While turning big data into smart or intelligent data is already being advocated by many, no patent solution has yet emerged about how to actually achieve this transformation. Today, applied mathematics, natural language processing and machine learning are equally weighing in the balance and replace every other tool that might be brought to bear. It is the idea that with enough data, the numbers speak for themselves. To reiterate what Evans and Forth said, “big is beautiful”. This idea informs the culture of Silicon Valley and by extension that of many ventures around the world.

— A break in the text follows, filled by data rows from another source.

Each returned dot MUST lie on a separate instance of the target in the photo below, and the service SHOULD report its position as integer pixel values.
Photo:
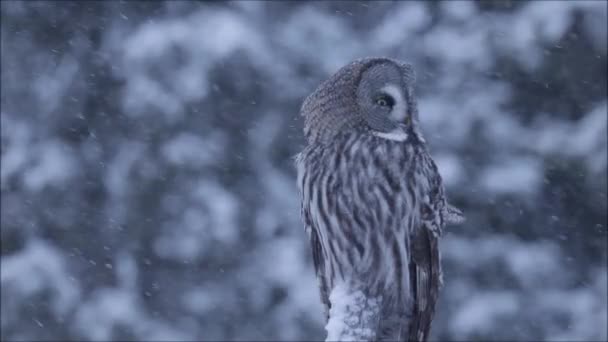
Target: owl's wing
(425, 281)
(317, 259)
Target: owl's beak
(407, 121)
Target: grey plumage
(373, 202)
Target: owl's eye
(385, 100)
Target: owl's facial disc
(382, 99)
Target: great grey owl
(373, 203)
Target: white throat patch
(395, 135)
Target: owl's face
(384, 96)
(374, 94)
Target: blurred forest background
(148, 187)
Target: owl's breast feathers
(373, 209)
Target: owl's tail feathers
(453, 215)
(353, 315)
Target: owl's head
(373, 95)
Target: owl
(372, 203)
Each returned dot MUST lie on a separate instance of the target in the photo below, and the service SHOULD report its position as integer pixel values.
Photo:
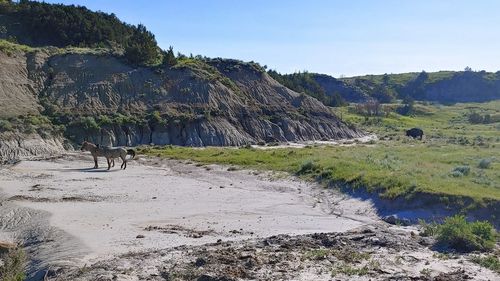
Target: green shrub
(484, 163)
(12, 268)
(461, 235)
(308, 167)
(491, 261)
(88, 124)
(428, 229)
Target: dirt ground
(170, 220)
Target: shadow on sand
(87, 170)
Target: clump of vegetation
(476, 118)
(484, 163)
(308, 167)
(461, 235)
(13, 264)
(460, 171)
(428, 229)
(490, 261)
(5, 126)
(303, 82)
(43, 24)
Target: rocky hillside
(197, 102)
(442, 86)
(120, 88)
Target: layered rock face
(28, 146)
(211, 102)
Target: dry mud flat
(166, 220)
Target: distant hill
(442, 86)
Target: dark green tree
(143, 49)
(169, 58)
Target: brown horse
(109, 152)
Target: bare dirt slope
(69, 215)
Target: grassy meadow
(456, 159)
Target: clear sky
(327, 36)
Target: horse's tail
(131, 152)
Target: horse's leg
(124, 164)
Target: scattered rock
(200, 262)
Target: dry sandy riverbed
(154, 220)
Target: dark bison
(415, 133)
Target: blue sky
(326, 36)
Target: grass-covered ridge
(395, 166)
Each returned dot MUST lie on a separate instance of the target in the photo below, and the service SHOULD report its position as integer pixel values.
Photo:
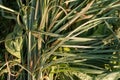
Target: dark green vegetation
(59, 39)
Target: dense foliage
(59, 39)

Other methodologies like ontologies, taxonomies and semantics are completely disregarded in the current spirit of discovery. Where applied mathematics, machine learning and predictive analytics stand for size, ontologies, taxonomies and semantics stand for meaning and understanding. And while the latter might seem insignificant compared to the dimensions of the first, they will play no lesser part in determining the competitive fitness of companies. After the exponential growth of the digital universe over the last years, we have reached a degree of complexity that requires the insertion of a deep understanding of the matters at hand. Something that will not be achieved by collecting yet more data or with the implementation of an algorithm. Ironically thus, it is a change of direction away from “big is beautiful” that could really leverage the full power of big data.